Scientists at the Institute for Research in Biomedicine (IRB Barcelona) of the Parc Científic de Barcelona have performed a study that indicates that some cancer tumors may originate through defects in stem cell division. The study, directed by Cayetano González, ICREA researcher and head of the Cell Division Group at the IRB Barcelona, has focused on the division of the neuroblast, the cell fated to become a neuron, in models of the fly Drosophila . The results from this research have been published in the 4 September online edition of the scientific journal Nature Genetics.

Neuroblast division results in two cell types: one just like the parent and which is kept to maintain the stock, and the other a smaller one that differentiates, as in the case of neuroblasts, into neuronal or glial cells. During this process, the parent cell becomes asymmetrical: it groups a set of special molecules, including the so-called proteins Miranda, Prospero and Numbs, in the area that will bud off and become a specialized cell.

“This asymmetry provides the new cell with the molecules it needs to launch new genetic programs that tell it what to become”, commented Cayetano González. “Our study, which began at the European Molecular Biology Laboratory (EMBL) and has continued in our lab facilities at the Parc Científic de Barcelona, examines the consequences when the process of localizing these molecules is disturbed”.
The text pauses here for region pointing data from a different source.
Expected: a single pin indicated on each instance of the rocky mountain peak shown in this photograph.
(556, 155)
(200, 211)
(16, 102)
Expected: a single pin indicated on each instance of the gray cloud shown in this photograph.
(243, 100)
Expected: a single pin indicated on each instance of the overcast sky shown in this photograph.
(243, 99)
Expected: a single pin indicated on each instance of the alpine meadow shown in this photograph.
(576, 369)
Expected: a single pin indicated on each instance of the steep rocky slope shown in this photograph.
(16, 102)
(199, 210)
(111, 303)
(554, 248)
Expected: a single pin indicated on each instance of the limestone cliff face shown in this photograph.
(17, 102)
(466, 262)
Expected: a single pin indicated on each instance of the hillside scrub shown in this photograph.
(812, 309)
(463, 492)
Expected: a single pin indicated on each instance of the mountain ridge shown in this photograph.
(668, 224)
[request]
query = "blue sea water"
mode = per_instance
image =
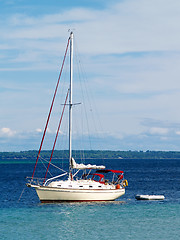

The researcher Emmanuel Caussinus, a member of Cayetano González's group and also an author of the article, created neuroblasts in which several specific genes responsible for the correct localization of Miranda and other molecules found in the parent cell were disrupted. “We did not obtain normal neuroblasts nor daughter cells capable of becoming part of a nerve. Instead, we had a tumor”, he explained.

Furthermore, when these altered cells were transplanted into the abdomen of flies, the tissue containing the altered cells grew 100 times its initial size; cells invaded other tissues and death followed. “The growing tumor became “immortal”; cells could be re-transplanted into new hosts for years, generation after generation, with similar effects”, commented Emmanuel Caussinus.

The study proves that the loss of function of specific genes that regulate the fate of daughter cells could lead to uncontrolled proliferation, thereby triggering a series of events that affect cell equilibrium in general and lead to cancer. “On the basis of our results, new lines of research could open up on the link between embryonary stem cells and tumors in other animal models and also humans”, commented Cayetano González.